C’è stato un tempo in cui anche nel calcio italiano si poteva vincere con l’eleganza. Con l’intelligenza. Con la cura. Un tempo non così lontano, eppure oggi irrimediabilmente mitico, in cui un uomo dallo sguardo gentile rivoluzionava l’idea stessa di cosa significasse “fare il presidente”. Il nome di Paolo Mantovani ancora oggi, a distanza di trent’anni, viene pronunciato con una miscela quasi religiosa di gratitudine e nostalgia. Non solo a Genova, sponda blucerchiata. Ma ovunque ci sia chi ha amato il calcio come linguaggio umano.
Perché Mantovani non fu mai un presidente-padrone, all’italiana. Non urlava in tribuna, non dettava le formazioni, non imponeva la propria vanità sopra la squadra.

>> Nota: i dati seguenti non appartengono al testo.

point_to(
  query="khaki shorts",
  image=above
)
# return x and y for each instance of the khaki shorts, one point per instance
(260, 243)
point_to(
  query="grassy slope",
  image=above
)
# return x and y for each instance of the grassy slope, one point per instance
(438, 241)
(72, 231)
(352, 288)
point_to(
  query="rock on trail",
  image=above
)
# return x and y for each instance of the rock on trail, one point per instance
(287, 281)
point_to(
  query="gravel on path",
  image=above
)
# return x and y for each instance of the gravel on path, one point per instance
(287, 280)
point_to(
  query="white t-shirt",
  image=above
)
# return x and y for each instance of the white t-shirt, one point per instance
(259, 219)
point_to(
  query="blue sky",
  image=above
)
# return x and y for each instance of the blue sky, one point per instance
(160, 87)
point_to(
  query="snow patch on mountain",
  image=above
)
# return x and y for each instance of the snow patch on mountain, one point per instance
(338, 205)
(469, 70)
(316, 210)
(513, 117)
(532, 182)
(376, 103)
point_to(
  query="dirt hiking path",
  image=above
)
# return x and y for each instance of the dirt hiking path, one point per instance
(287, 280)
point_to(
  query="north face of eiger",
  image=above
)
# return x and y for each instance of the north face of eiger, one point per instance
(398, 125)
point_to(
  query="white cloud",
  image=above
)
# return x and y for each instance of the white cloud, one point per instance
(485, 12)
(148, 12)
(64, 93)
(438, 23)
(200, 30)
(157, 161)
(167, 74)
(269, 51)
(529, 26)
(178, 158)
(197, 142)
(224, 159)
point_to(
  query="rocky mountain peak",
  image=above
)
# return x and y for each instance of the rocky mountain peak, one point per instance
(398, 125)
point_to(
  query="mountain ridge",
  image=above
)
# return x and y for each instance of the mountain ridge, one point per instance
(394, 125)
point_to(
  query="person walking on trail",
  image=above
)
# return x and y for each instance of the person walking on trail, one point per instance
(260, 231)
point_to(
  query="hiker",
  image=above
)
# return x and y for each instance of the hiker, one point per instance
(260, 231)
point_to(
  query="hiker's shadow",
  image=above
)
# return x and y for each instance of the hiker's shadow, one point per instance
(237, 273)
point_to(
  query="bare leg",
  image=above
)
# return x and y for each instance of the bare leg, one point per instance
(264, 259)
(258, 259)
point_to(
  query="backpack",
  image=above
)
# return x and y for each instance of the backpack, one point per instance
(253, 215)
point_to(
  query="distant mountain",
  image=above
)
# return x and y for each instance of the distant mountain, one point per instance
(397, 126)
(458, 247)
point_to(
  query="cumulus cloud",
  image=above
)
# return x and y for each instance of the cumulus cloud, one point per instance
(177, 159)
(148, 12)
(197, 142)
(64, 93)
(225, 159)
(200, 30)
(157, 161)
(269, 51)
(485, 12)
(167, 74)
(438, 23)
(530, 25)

Fu, piuttosto, un presidente-padre. Di quelli che non ti mettono il fiato sul collo, ma le mani sulle spalle. Che non ti controllano, ma ti formano. Che non ti chiedono di vincere, ma ti mettono nelle condizioni di farlo.
Alla Sampdoria, negli anni d’oro della sua presidenza, si respirava un’aria che nel calcio è rarissima: la fiducia. La fiducia che si costruisce con il tempo, con la parola data e mantenuta, con l’esempio quotidiano. Mantovani seppe scegliere gli uomini giusti. Vialli e Mancini, Boskov e Pagliuca, Vierchowod e Lombardo. Ma, soprattutto, li aiutó a crescere. Li trasformò in calciatori maturi e in uomini consapevoli. La Samp non fu solo la squadra che vinse uno scudetto, quello irripetibile del 1990-91, una Coppa delle Coppe, una Supercoppa e sfiorò una Coppa dei Campioni. Fu un laboratorio di sport e di umanità.
Non c’era niente di casuale, però, nel suo stile. Mantovani era un imprenditore vero, uno che veniva dal lavoro e ne conosceva il valore. Ma portò nel calcio un’idea d’impresa che metteva al centro la persona. Il suo modello era una rarità già allora, figurarsi oggi. Niente proclami, niente teatrini mediatici. Mantovani vinceva in silenzio, o al massimo con un sorriso. E quando perdeva, restava.
Forse è questo che manca oggi nel calcio: la capacità di durare, di costruire relazioni che siano più forti del risultato. La capacità di dire “io ci sono”, anche se oggi non giri. Paolo Mantovani fu anche questo per i suoi giocatori. Una presenza costante, discreta ma salda. Un uomo che sapeva commuoversi e che credeva nei sogni, ma con un piano per realizzarli.
Per questo oggi, a pensarci bene, non è tanto la Samp dello scudetto che commuove. È l’idea che quel modello fosse possibile. Un’idea che oggi sembra lontanissima, quasi utopica, e che invece c’è stata davvero.
Nel calcio di oggi, fatto spesso di show e di speculazioni, di presidenti che giocano a fare i protagonisti a tutti i costi, la lezione di Paolo Mantovani resta lì, intatta e urgente. Non ci dice solo come si costruisce una squadra. Ci dice qualcosa di molto più profondo. Come si guida. Come si educa. Come si resta, anche dopo, anche quando non ci sei più.
Ecco perché Paolo Mantovani non è soltanto il presidente dello scudetto. È il presidente di un’idea di calcio in cui molti hanno smesso di credere, ma che tutti, in fondo, vorrebbero ancora.